Tuesday, March 27, 2007

Girl, You'll Be A Woman Soon

In addition to my affections for true crime, Veronica Mars and Larry Dobrow… I also have a slightly geekier (if that’s even possible) obsession: personal finance. Now, I’m not as nutty about personal finance as I am about my other obsessions—namely, because numbers typically give me a headache.

Three years ago, when I was working an entry-level journalism job (with an accompanying entry-level salary) in New York City, Suze Orman’s terribly titled book “The Money Book for the Young, Fabulous & Broke” helped turn my financial life around. My credit card debt was getting higher than I was comfortable with, and the 401k information the HR rep put in front of me on the first day of my job might as well have been written in a foreign language.

Now, I’ve never been one to take all the rules of any one plan on blind faith—indeed, there are some Suze-isms that I still ignore (not to mention she seems like a freaking whackjob on her TV show)—but it gave a numbers-idiot like me a great outline for how to tackle my debt and put my priorities in order. I’m far from perfect—I still have a weakness for getting out the charge card at Anthropologie, but I was also recently able to set up Roth IRAs for my husband and I with relative ease.

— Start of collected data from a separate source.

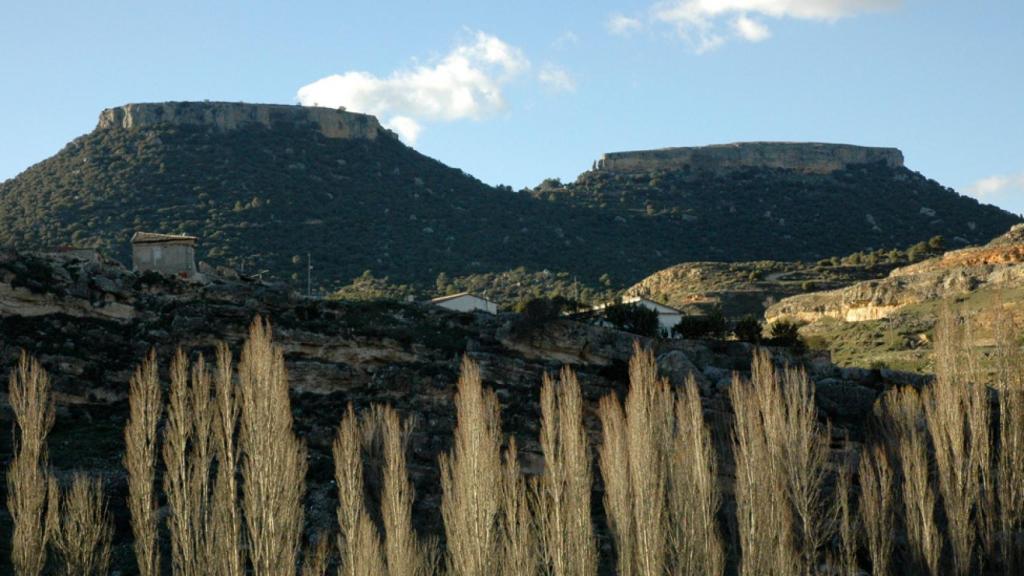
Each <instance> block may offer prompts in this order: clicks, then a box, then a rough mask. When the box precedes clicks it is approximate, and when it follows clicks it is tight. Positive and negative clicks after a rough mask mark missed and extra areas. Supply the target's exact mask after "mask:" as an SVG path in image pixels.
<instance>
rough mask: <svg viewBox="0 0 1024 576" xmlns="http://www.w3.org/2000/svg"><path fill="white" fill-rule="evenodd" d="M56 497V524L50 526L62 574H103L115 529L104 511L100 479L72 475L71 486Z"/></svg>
mask: <svg viewBox="0 0 1024 576" xmlns="http://www.w3.org/2000/svg"><path fill="white" fill-rule="evenodd" d="M50 482H51V483H52V488H51V489H50V491H51V492H52V493H58V491H59V489H58V488H56V481H53V480H51V481H50ZM59 499H60V500H61V503H60V518H59V527H57V526H54V527H53V538H54V543H55V544H56V546H55V547H56V549H57V551H58V552H59V556H60V560H61V564H62V569H63V574H66V575H67V576H82V575H83V574H97V575H99V574H106V573H108V572H109V569H110V564H111V538H112V536H113V533H114V529H113V526H112V525H111V518H110V515H109V513H108V511H106V501H105V499H104V497H103V484H102V482H100V481H99V480H98V479H97V480H91V479H89V478H87V477H85V476H83V475H75V478H74V480H73V481H72V485H71V487H70V488H69V489H68V491H67V493H66V494H63V495H62V496H60V497H59Z"/></svg>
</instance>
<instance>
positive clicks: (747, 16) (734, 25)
mask: <svg viewBox="0 0 1024 576" xmlns="http://www.w3.org/2000/svg"><path fill="white" fill-rule="evenodd" d="M732 30H733V31H734V32H735V33H736V36H739V37H740V38H742V39H743V40H746V41H749V42H761V41H762V40H767V39H768V38H771V31H770V30H768V27H766V26H765V25H763V24H761V23H759V22H758V20H756V19H754V18H752V17H750V16H748V15H746V14H739V16H737V17H736V19H734V20H732Z"/></svg>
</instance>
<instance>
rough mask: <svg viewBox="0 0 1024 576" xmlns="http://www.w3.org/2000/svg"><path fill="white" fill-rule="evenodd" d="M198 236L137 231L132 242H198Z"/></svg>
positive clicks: (140, 242)
mask: <svg viewBox="0 0 1024 576" xmlns="http://www.w3.org/2000/svg"><path fill="white" fill-rule="evenodd" d="M196 240H197V238H196V237H195V236H186V235H183V234H157V233H154V232H136V233H135V234H134V235H133V236H132V237H131V243H132V244H164V243H178V242H186V243H188V244H193V245H195V244H196Z"/></svg>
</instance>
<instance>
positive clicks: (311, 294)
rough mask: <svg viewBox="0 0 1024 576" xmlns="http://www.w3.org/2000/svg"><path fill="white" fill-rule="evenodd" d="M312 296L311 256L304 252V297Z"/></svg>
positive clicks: (312, 285) (311, 264)
mask: <svg viewBox="0 0 1024 576" xmlns="http://www.w3.org/2000/svg"><path fill="white" fill-rule="evenodd" d="M312 294H313V260H312V255H311V254H310V253H309V252H306V297H310V296H312Z"/></svg>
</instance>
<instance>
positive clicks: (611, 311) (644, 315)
mask: <svg viewBox="0 0 1024 576" xmlns="http://www.w3.org/2000/svg"><path fill="white" fill-rule="evenodd" d="M604 318H605V319H606V320H607V321H608V322H610V323H611V325H612V326H614V327H615V328H618V329H620V330H625V331H627V332H632V333H634V334H638V335H640V336H647V337H650V338H653V337H656V336H657V335H658V329H659V325H658V321H657V311H655V310H652V308H649V307H647V306H642V305H640V304H624V303H615V304H611V305H610V306H608V307H606V308H604Z"/></svg>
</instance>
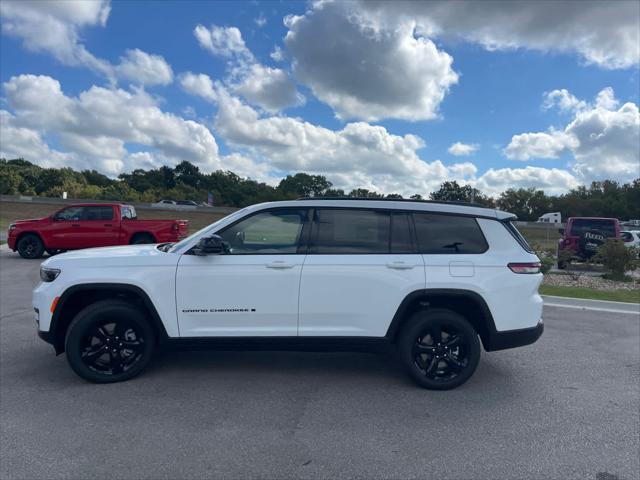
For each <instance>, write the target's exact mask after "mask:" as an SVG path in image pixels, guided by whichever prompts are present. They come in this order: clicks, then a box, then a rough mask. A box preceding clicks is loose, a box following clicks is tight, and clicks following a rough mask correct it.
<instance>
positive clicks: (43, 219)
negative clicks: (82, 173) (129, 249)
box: [7, 203, 188, 258]
mask: <svg viewBox="0 0 640 480" xmlns="http://www.w3.org/2000/svg"><path fill="white" fill-rule="evenodd" d="M187 230H188V221H187V220H138V217H137V215H136V210H135V208H133V206H131V205H123V204H120V203H78V204H74V205H70V206H68V207H65V208H63V209H61V210H58V211H57V212H56V213H54V214H53V215H50V216H48V217H44V218H38V219H35V220H17V221H15V222H14V223H12V224H11V225H9V235H8V239H7V243H8V245H9V248H10V249H12V250H13V251H14V252H15V251H16V250H17V251H18V253H19V254H20V256H21V257H23V258H40V257H41V256H42V254H43V253H44V252H45V251H46V252H47V253H49V254H50V255H54V254H56V253H59V252H60V251H64V250H76V249H79V248H92V247H106V246H110V245H129V244H133V243H163V242H176V241H178V240H181V239H183V238H184V237H186V236H187V234H188V232H187Z"/></svg>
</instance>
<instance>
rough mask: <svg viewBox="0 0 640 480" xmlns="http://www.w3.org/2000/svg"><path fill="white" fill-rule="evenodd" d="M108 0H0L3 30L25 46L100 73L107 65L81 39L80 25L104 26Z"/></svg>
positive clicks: (2, 26) (108, 5) (106, 66)
mask: <svg viewBox="0 0 640 480" xmlns="http://www.w3.org/2000/svg"><path fill="white" fill-rule="evenodd" d="M109 11H110V5H109V1H108V0H100V1H95V2H94V1H78V2H42V1H9V0H6V1H4V0H3V1H2V2H0V15H1V17H2V32H3V33H4V34H7V35H10V36H12V37H15V38H18V39H20V40H22V42H23V45H24V46H25V48H27V49H28V50H31V51H34V52H46V53H49V54H51V55H53V56H54V57H55V58H56V59H57V60H58V61H59V62H61V63H63V64H65V65H83V66H86V67H88V68H90V69H92V70H94V71H96V72H98V73H101V74H103V75H109V74H110V69H111V68H110V65H109V63H108V62H106V61H105V60H101V59H99V58H96V57H95V56H93V55H92V54H91V53H89V51H88V50H87V49H86V48H85V46H84V45H83V44H82V42H81V40H80V34H79V31H80V29H82V28H84V27H90V26H104V25H105V24H106V21H107V18H108V16H109Z"/></svg>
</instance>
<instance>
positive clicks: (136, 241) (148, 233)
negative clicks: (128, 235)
mask: <svg viewBox="0 0 640 480" xmlns="http://www.w3.org/2000/svg"><path fill="white" fill-rule="evenodd" d="M143 243H156V239H155V238H153V235H151V234H150V233H136V234H135V235H134V236H133V238H132V239H131V245H140V244H143Z"/></svg>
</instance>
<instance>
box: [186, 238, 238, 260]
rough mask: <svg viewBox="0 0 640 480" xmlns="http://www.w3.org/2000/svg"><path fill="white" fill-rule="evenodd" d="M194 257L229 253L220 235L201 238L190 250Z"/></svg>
mask: <svg viewBox="0 0 640 480" xmlns="http://www.w3.org/2000/svg"><path fill="white" fill-rule="evenodd" d="M191 251H192V252H193V253H194V254H195V255H199V256H205V255H221V254H224V253H228V252H229V248H228V246H227V244H226V242H225V241H224V240H222V237H221V236H220V235H215V234H214V235H211V236H210V237H203V238H201V239H200V241H198V243H197V245H196V246H195V247H193V249H192V250H191Z"/></svg>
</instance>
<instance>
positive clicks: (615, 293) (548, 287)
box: [539, 285, 640, 303]
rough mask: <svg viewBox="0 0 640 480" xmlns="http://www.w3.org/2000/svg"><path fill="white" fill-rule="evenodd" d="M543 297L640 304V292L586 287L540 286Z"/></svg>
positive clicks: (636, 291)
mask: <svg viewBox="0 0 640 480" xmlns="http://www.w3.org/2000/svg"><path fill="white" fill-rule="evenodd" d="M539 292H540V294H541V295H555V296H556V297H571V298H586V299H589V300H609V301H612V302H629V303H640V291H639V290H596V289H595V288H584V287H560V286H556V285H540V289H539Z"/></svg>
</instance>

Getting to my point (does anyone else notice how I’m consistently terrible about burying the lede?): Suze Orman writes a series of columns for Yahoo! Finance to promote her new women-targeted book. I’ve been keeping up with them—because, like I said, I’m generally a Suze fan—but unfortunately, the columns seem low on advice and strategy and high on talking about women’s “attitudes” toward money. This article, for example, discusses “summoning the eight qualities.” And from my perspective, it’s about as useless as it sounds. I get that many women (myself included) sometimes make poor financial choices based on emotions. But I’m also not an idiot. I know when I’m making a financially poor choice. I guess that I think if Suze wants us embrace “modern attitudes” toward our finances, couldn’t she at least operate on the assumption that we’re already modern, reasonably self-sufficient women in the first place?

1 comment:

Rob said...

And yet somehow, I'm the dork in this relationship.